Hi,
I have an issue with reading CSV files.
I am to reading CSV file and putting it in a Datatable in C#. I am using a regular expression to read the values. Below is the code. Now, it reads CSV file without any issues only if all the fields are not null. If any field is blank, it moves the values to the left and displays the value under invalid column.
Example is shown below:
A part of CSV file.
I am reading the first row as column name of the table and subsequent rows as values for those columns.
Input:
"BEGDOC","DOCID","CUSTODIAN","EvidenceFile"
"TCP-REV-00000015",29,"Linda Difilippo","NSF File"
Output:
BEGDOC DOCID CUSTODIAN EvidenceFile
TCP-REV-00000014 29 Linda Difilippo NSF File
But, If I have an input like this(BegDoc column is empty):
"BEGDOC","DOCID","CUSTODIAN","EvidenceFile"
“”, 29,"Linda Difilippo","NSF File"
Output I get as:
BEGDOC DOCID CUSTODIAN EvidenceFile
29 Linda Difilippo NSF File
29 comes under BEGDOC column, which was suppose to come under DOCID.
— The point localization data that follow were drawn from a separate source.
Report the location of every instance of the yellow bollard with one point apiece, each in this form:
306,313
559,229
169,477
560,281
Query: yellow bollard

Please help me to fix this?
C# Code:
public DataTable ParseCSVFile(string path)
{
string inputString = "";
// check that the file exists before opening it
if (File.Exists(path))
{
StreamReader sr = new StreamReader(path);
inputString = sr.ReadToEnd();
sr.Close();
}
return ParseCSV(inputString);
}
public DataTable ParseCSV(string inputString)
{
DataTable dt = new DataTable();
// declare the Regular Expression that will match versus the input string
Regex re = new Regex("((?<field>[^\",\\r\\n]+)|\"(?<field>([^\"]|\"\")+)\")(,|(?<rowbreak>\\r\\n|\\n|$))");
ArrayList colArray = new ArrayList();
ArrayList rowArray = new ArrayList();
int colCount = 0;
int maxColCount = 0;
string rowbreak = "";
string field = "";
MatchCollection mc = re.Matches(inputString);
foreach (Match m in mc)
{
// retrieve the field and replace two double-quotes with a single double-quote
field = m.Result("${field}").Replace("\"\"", "\"");
rowbreak = m.Result("${rowbreak}");
if (field.Length > 0)
{
colArray.Add(field);
colCount++;
}
if (rowbreak.Length > 0)
{
// add the column array to the row Array List
rowArray.Add(colArray.ToArray());
// create a new Array List to hold the field values
colArray = new ArrayList();
if (colCount > maxColCount)
maxColCount = colCount;
colCount = 0;
}
}
if (rowbreak.Length == 0)
{
// this is executed when the last line doesn't
// end with a line break
rowArray.Add(colArray.ToArray());
if (colCount > maxColCount)
maxColCount = colCount;
}
// create the columns for the table
// for (int i = 0; i < maxColCount; i++)
// dt.Columns.Add(String.Format("col{0:000}", i));
//Ravi Coding started....
Array ra1 = rowArray.ToArray();
Array ca1 = (Array)(ra1.GetValue(0));
for (int j = 0; j < ca1.Length; j++)
{
string str = ca1.GetValue(j).ToString();
dt.Columns.Add(str);
}
//Ravi Coding ends here...
// convert the row Array List into an Array object for easier access
Array ra = rowArray.ToArray();
for (int i = 1; i < ra.Length; i++)
{
// create a new DataRow
DataRow dr = dt.NewRow();
// convert the column Array List into an Array object for easier access
Array ca = (Array)(ra.GetValue(i));
// add each field into the new DataRow
for (int j = 0; j < ca.Length; j++)
dr[j] = ca.GetValue(j);
// add the new DataRow to the DataTable
dt.Rows.Add(dr);
}
// in case no data was parsed, create a single column
if (dt.Columns.Count == 0)
dt.Columns.Add("NoData");
return dt;
}